Nearly everything is either 0.500000 or 1.000000

Wed Aug 15 17:58:48 CEST 2007

At first glance, it seems to me that one or two headers should not have 
that kind of effect.  Moving from 0 to 0.5 would require something else 
than all of a sudden having a few tokens slightly more spammy than 
before.  Are you classifying on the headers only?  Run a ham through 
with -vvv and see what all of the body tokens are contributing.

As a quick solution, if it were me, I would just grab my entire archive 
of hams and run it through training once.

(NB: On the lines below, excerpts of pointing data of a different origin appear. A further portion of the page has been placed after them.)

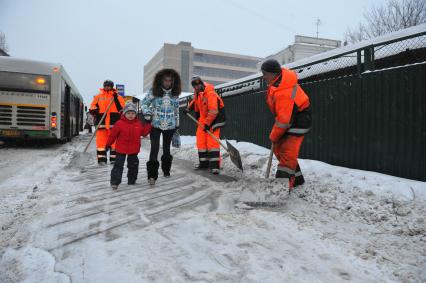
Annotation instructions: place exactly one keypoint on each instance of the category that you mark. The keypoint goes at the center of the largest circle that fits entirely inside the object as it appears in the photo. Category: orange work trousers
(287, 152)
(101, 140)
(208, 149)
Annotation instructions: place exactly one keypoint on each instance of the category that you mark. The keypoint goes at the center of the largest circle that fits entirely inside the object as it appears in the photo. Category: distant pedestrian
(89, 122)
(107, 96)
(126, 135)
(160, 107)
(210, 112)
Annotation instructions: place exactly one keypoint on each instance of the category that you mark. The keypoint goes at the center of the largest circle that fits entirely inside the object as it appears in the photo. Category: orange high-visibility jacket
(287, 102)
(100, 103)
(208, 103)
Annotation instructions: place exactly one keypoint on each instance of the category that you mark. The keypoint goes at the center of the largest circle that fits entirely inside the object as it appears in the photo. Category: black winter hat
(271, 66)
(108, 83)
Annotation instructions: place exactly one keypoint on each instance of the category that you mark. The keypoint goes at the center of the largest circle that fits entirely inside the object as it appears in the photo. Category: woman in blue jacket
(161, 108)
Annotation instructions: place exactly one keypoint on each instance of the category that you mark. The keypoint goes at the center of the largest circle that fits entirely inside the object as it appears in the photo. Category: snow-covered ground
(60, 222)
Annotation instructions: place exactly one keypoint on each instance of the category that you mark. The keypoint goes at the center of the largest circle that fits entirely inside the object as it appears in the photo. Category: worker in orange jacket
(209, 109)
(98, 107)
(291, 107)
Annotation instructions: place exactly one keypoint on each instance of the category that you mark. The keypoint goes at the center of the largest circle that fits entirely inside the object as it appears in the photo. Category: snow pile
(341, 225)
(29, 265)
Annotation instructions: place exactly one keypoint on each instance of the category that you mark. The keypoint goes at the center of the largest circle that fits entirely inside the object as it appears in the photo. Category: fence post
(369, 58)
(359, 62)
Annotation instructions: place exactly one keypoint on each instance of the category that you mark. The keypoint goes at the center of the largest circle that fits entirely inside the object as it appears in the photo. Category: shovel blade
(234, 154)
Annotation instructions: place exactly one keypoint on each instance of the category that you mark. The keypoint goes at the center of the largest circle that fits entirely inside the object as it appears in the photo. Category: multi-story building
(213, 66)
(303, 46)
(3, 53)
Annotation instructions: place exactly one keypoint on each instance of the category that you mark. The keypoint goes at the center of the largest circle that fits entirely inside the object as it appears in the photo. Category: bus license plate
(10, 133)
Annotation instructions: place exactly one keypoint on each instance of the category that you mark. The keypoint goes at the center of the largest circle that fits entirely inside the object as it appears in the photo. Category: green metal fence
(375, 121)
(368, 101)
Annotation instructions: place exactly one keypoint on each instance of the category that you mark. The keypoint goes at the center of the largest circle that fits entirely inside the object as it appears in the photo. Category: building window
(224, 60)
(184, 69)
(221, 73)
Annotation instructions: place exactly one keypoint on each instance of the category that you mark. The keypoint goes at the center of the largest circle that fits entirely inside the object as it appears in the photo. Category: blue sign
(120, 89)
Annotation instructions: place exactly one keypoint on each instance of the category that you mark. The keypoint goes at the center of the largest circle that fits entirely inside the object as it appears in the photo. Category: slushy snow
(62, 223)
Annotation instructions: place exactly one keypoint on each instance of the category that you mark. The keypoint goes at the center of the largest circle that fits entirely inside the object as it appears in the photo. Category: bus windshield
(22, 82)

BTW, this is why I never do batch training in the first place.  Just 
train on error and you should never have problems like this.

Tom

Jochem Huhmann wrote:
> Hi,
> 
> I'm using Bogofilter for a few years now and I'm quite happy with it.  
> I receive lots of spam, had only two or three false positives and not  
> too many false negatives.
> 
> But right now, after batch training Bogofilter with about 15000 spams  
> filtered by other means, I've observed a strange thing: *All* mails  
> get a bogosity of either 0.000000 (very rare, always ham mails),  
> 0.500000 (nearly all good mails and all false negatives) or 1.000000  
> (all spam mails). This was certainly not the case before the last  
> training batch, I had good mails always at or very near 0, spam at or  
> near 1 and false negatives somewhere in between. As it should be.
> 
> Baffling. I decided to have a look at some mails with "bogofilter - 
> vvv": It looks as if headers identically found in all mails (spam and  
> ham) drag the bogosity heavily towards "spammy", so that even  
> otherwise clearly good mails go to 0.500000. These headers are  
> inserted by the two last SMTP servers on the way in, so they are  
> present in all mails. This again lead me to look at the message counts:
> 
> $ bogoutil -p .bogofilter/wordlist.db .MSG_COUNT
>                                   spam    good    Fisher
> .MSG_COUNT                     126749    5761  0.500000
> 
> Eek! This explains it somehow, there is more than twenty times more  
> spam than ham and so identical tokens found in all mails will drag  
> the bogosity up. But wait: I have received *many* more good mails  
> than just 5761! I've about 25000 mails right now laying around (and I  
> don't keep everything).
> 
> Hmm. Then I remembered that I had set thresh_update=0.01 in  
> ~/.bogofilter.cf which lead to clearly good or spammy mails not to be  
> registered at all and since good mails were nearly always at 0, they  
> didn't register anymore. Together with me cleaning up the database  
> once a year  from old tokens not used for a while *and* the recent  
> batch training  with 15000 spams I have now a database full of spam  
> tokens and quite void of ham tokens...
> 
> What to do now? Just wait for Bogofilter to catch up on tokens from  
> good mail (since they are far away from 0 now they will be registered  
> again)? Toss away the database and completely retrain with all good  
> mail and an equal amount of spam (is 1:1 a good idea anyway?)?  
> Manually remove all the common header tokens from the database to  
> make the actually meaningful tokens stand out more?
> 
> I have to say that while good mails are now at 0.500000 there's still  
> a good distance to the spam cutoff of 0.99, so I don't really fear  
> false positives. But seeing both false negatives (which are clearly  
> spammy to the eye) *and* perfectly good mail both registering exactly  
> the same bogosity makes me somewhat uneasy.
> 
> 
> 	Jochem
>